Wednesday’s public hearing at the Hutchinson Center in Belfast, like one held last November, featured impassioned comments from many folks who are distressed by and fed up with the 2018 rate hike, which caused their ticket prices to more than double.

But it also included some words that weren’t said at last year’s public hearing, which was full of dire warnings about how the rate hike could destroy the Islesboro community. Wednesday’s hearing was sprinkled with words like “cautiously optimistic,” “this is refreshing” and “thanks for coming.”

Those words were said because islanders are hopeful that things are different than they were last year. At that time, the rate hike was presented more like a fait accompli than a conversation. But this time around, there is a new governor, a new DOT commissioner and a sense among islanders — at least at the moment — that state officials want to work with them.

[Maine islanders tell new transportation chief that ferry rate hike threatens their way of life]

“We welcome a new perspective and look forward to working with you,” Islesboro Selectman Gabe Pendleton said.

He and others shared their ideas for different solutions with Transportation Commissioner Bruce Van Note. Pendleton suggested switching to electric boats, a move that he said cut costs for a ferry line in Norway by about 80 percent. Others in the crowd said that island representatives would be willing to work more closely with the DOT in regards to funding the ferry service.

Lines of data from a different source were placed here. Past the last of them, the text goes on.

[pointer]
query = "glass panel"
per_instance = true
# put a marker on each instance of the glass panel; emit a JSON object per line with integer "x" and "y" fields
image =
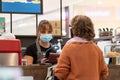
{"x": 7, "y": 21}
{"x": 24, "y": 24}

“We’ve got to find another way to fund our marine highway,” Phil Seymour, another Islesboro selectman said. “Islanders are a resilient group of people, but there are opportunities that cannot be provided on the island.”

The hearing took place in response to a new proposal that Maine State Ferry Service tickets increase by as much as 20 percent, over and above the changes implemented last year. The proposed rates are a flat-rate structure, meaning the same rates will apply to all islands served by the system.

State officials have said the rate increase is needed to avoid a budget shortfall caused by decreased ticket sales and rising costs. If the new rates are accepted as proposed, it would mean that a round-trip ticket price for an adult would increase from $11 to $13; a round-trip ticket for a child would increase from $5.50 to $6.50 and a round-trip ticket for an adult with a car would be $35, up from $30.

But Van Note said he would be “shocked” if it was the final proposal, which will likely be put forth in September.

“My goal on this is to take a fresh look,” Van Note said Wednesday. “We are looking at a variety of things.”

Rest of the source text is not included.